Massage therapy essentially promotes health by boosting the body’s own processes. The foundation of the therapeutic effect of massage is what Hippocrates defined as the body’s natural power to recuperate. For athletes, regular massage is an invaluable tool to shorten recovery time between workouts, relieve fatigue, and to stay injury-free so you can stick to your goals.
For the whole body to be healthy, the sum of its parts – the cells -must be healthy. Pressure and movement used in massage can dramatically increase the rate of blood flow, supplying nutrients and oxygen and carrying away wastes and toxins. Massage can be beneficial for the entire body due to its effect on circulation alone.
Researchers have estimated that stress may cause 80% of disease in the Western world, including headaches and migraines, digestive disorders, high blood pressure and heart-related diseases, as well as back ache and muscle pain. Massage therapy can counteract the effects of stress by calming the nervous system and lowering blood pressure.
The biochemical effects of massage include the increased release of dopamine and serotonin (mood-enhancing chemicals) and pain relieving levels of endorphins. Massage also reduces the level of stress hormones cortisol and adrenaline, as well as the stress hormone ACTH.
Your body’s immune system helps you fight off infections and illnesses, and it helps you recover from injuries. When you are under stress, the immune system may not function at its best. Research has shown that massage can increase the immune system’s cytotoxic capacity (the activity level of the body’s natural “killer cells”) and decrease the number of T-cells. The result is an immune system that is working better. Massage doesn’t cure ailments, but it has been shown to help the body function better in fighting ailments.
Massage can bridge the gap between neglecting an injury and major medical intervention. In the case of minor injuries such as a sprain or strain, massage can stimulate healing of injured muscles, tendons and ligaments, allowing you to return to normal activities more quickly. If an injury is ignored, it can become more serious, adding time to the healing process and preventing you from doing your normal workout or activities.
Massage can help loosen contracted, shortened muscles and can stimulate weak, flaccid muscles.
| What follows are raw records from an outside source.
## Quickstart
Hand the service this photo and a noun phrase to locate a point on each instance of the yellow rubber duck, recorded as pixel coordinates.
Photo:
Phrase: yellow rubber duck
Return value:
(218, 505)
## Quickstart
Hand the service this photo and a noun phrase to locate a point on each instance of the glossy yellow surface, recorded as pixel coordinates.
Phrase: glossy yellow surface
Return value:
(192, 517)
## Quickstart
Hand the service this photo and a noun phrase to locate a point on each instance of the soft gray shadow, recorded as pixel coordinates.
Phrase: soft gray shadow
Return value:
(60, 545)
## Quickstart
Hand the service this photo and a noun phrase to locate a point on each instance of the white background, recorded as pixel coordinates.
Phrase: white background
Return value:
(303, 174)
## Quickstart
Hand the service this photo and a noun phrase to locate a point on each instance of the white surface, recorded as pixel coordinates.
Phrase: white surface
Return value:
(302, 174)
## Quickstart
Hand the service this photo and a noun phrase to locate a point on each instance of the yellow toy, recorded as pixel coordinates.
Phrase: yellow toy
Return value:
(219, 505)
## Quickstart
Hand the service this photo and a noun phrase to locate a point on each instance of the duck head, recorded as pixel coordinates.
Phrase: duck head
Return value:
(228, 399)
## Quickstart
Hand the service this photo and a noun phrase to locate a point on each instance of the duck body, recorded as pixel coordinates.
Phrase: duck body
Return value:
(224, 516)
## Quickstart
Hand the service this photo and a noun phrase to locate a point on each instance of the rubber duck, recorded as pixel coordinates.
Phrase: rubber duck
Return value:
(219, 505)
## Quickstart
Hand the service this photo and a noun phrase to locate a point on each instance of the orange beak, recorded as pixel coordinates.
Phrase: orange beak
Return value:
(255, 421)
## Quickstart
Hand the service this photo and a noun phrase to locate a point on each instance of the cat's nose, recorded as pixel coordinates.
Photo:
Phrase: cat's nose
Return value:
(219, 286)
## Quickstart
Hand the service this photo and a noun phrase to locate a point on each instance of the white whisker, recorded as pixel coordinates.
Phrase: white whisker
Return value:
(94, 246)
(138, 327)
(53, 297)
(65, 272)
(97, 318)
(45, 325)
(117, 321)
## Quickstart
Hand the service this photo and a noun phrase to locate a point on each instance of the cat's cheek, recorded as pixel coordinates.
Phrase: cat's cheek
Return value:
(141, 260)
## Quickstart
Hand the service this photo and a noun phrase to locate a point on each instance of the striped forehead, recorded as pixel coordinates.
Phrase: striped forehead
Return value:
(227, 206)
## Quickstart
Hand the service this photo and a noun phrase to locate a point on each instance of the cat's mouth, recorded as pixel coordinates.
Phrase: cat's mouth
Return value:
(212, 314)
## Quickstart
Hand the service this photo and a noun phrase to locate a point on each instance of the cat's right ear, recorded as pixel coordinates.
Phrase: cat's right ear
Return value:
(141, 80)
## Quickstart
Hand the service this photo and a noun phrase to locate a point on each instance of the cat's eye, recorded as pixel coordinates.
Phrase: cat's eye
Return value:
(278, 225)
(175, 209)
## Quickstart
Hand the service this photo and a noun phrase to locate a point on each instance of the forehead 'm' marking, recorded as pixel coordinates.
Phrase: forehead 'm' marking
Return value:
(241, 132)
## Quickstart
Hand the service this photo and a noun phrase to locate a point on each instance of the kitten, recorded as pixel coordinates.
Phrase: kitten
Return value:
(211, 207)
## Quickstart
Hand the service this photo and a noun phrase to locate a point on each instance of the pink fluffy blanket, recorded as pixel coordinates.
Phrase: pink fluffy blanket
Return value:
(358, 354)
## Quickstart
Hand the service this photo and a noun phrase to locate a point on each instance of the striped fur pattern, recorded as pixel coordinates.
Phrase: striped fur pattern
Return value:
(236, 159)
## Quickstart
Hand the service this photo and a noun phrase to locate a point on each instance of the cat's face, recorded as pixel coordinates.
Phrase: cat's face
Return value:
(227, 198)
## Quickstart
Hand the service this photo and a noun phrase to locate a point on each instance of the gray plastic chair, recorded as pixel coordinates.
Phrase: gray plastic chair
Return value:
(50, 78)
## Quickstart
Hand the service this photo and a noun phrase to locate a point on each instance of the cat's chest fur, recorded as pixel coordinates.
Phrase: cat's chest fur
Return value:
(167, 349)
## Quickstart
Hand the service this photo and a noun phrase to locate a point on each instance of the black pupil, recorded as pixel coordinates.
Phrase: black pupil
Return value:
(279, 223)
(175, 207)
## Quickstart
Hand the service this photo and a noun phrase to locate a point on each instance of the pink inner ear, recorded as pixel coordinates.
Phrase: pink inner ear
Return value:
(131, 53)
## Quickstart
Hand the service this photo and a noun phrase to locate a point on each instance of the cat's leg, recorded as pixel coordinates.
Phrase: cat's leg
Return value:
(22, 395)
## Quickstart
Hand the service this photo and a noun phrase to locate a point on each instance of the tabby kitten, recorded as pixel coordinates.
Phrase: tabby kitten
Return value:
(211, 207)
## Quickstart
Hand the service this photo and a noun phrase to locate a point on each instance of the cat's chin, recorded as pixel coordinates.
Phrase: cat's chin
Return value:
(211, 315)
This muscle “balancing” can help posture and promote more efficient movement. Pressure in massage also provides a gentle stretching action to both the muscles and connective tissues that surround and support the muscles, which helps keep these tissues elastic..
Recent research on the benefits of massage for some types of back pain has shown that massage is effective in both relieving chronic low-back pain and for controlling some back pain.
A study in 2000 at the College of Massage Therapists of Ontario showed that patients with sub-acute low-back pain (from bending or lifting injuries, work-related mild strains and sports injuries) were shown to benefit from massage therapy. After six sessions, they had less intense pain, a decrease in the quality of pain, and improved function. In a one-month follow-up, 63% of the massage subjects reported no pain. For text of the complete study, go to www.cmaj.ca.
Joints are critical to exercise because joints are moved by the muscles which creates body movement. A sluggish, numbed feeling in the joints discourages exercise. Massage can counteract this by using moderate to deep massage strokes and passive movements to release muscle tension and free the connective tissue that can bind joints.